Walnuts are a Healthy OptionWalnut trees have been cultivated around the world for centuries.  From Old World Europe, to Japan, to North America, to Argentina, their fruit – the walnut – has been incorporated into many different cuisines, and harvested for its strong timber.   The walnut shell has been widely used also – ground to powder of varying grits, which provides the abrasion component found in cleansers and polishes from everything from jet engines to facial scrubs.
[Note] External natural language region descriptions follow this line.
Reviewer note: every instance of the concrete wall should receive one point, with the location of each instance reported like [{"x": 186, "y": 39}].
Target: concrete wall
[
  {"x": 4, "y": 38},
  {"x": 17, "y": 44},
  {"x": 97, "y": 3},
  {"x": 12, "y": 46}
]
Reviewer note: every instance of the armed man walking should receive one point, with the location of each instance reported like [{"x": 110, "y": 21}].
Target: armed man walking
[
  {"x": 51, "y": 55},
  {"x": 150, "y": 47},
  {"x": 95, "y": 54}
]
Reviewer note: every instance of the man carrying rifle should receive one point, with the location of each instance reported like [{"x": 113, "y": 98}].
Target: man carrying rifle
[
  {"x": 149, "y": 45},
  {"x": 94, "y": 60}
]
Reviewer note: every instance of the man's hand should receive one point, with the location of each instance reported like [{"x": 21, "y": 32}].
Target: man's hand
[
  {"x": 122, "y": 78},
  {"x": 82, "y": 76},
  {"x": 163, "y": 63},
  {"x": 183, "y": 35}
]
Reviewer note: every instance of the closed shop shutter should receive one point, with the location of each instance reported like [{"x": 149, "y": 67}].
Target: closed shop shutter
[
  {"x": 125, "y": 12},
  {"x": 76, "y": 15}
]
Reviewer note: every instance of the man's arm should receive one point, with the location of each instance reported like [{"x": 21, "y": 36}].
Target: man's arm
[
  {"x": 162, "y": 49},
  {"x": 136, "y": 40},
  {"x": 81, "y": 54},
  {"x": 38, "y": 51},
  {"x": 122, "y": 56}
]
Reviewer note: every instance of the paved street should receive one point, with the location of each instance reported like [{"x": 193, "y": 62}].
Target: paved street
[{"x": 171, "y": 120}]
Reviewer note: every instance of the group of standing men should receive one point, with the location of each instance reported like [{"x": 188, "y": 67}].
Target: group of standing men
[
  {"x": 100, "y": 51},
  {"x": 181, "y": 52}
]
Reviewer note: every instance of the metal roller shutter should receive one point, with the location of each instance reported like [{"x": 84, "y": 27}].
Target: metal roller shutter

However, the benefits of the walnut reach beyond its industrial application or its side-show appearance in many cultural recipes.   There are some major health benefits that are quickly become apparent from regular walnut consumption.  Walnuts are a phytonutrient food, rich in antioxidant and anti-inflammatory constituents.   One constituent in particular unique to walnuts – juglone, a quinone (quinones are naturally occurring chemicals found in many foods which act as precursors to many essential enzymes and vitamins) – was once thought to be only a toxin that acted as a natural pesticide for other would-be competitive plants.  However this phytotoxin has been investigated through clinical studies and proves itself a toxin against cancer cells as well!  It has shown to kill off leukemia and melanoma cancer cells and precancerous cells while leaving normal tissue unharmed, and is currently being investigated for other types of cancers  and therapy options.

Walnuts are also packed with essential nutrients such as omega 3 fatty acids (great for cardiovascular health and disease prevention), manganese (essential for vitamin and enzyme production and regulation), and copper (essential for proper iron absorption and transport).  I also provides trace amounts of iron, calcium, potassium, zinc and selenium; and has about 2 grams of fiber, and over four grams of protein per one ounce serving.  Besides, what’s could be easier than grabbing a handful of these delicious nuts for a quick on-the-go snack?  At just over 180 calories, walnuts are a convenient, nutritious, and extremely beneficial food item that is often overlooked and under appreciated. Nevertheless, if working on losing weight, do not overindulge on this fantastic nut.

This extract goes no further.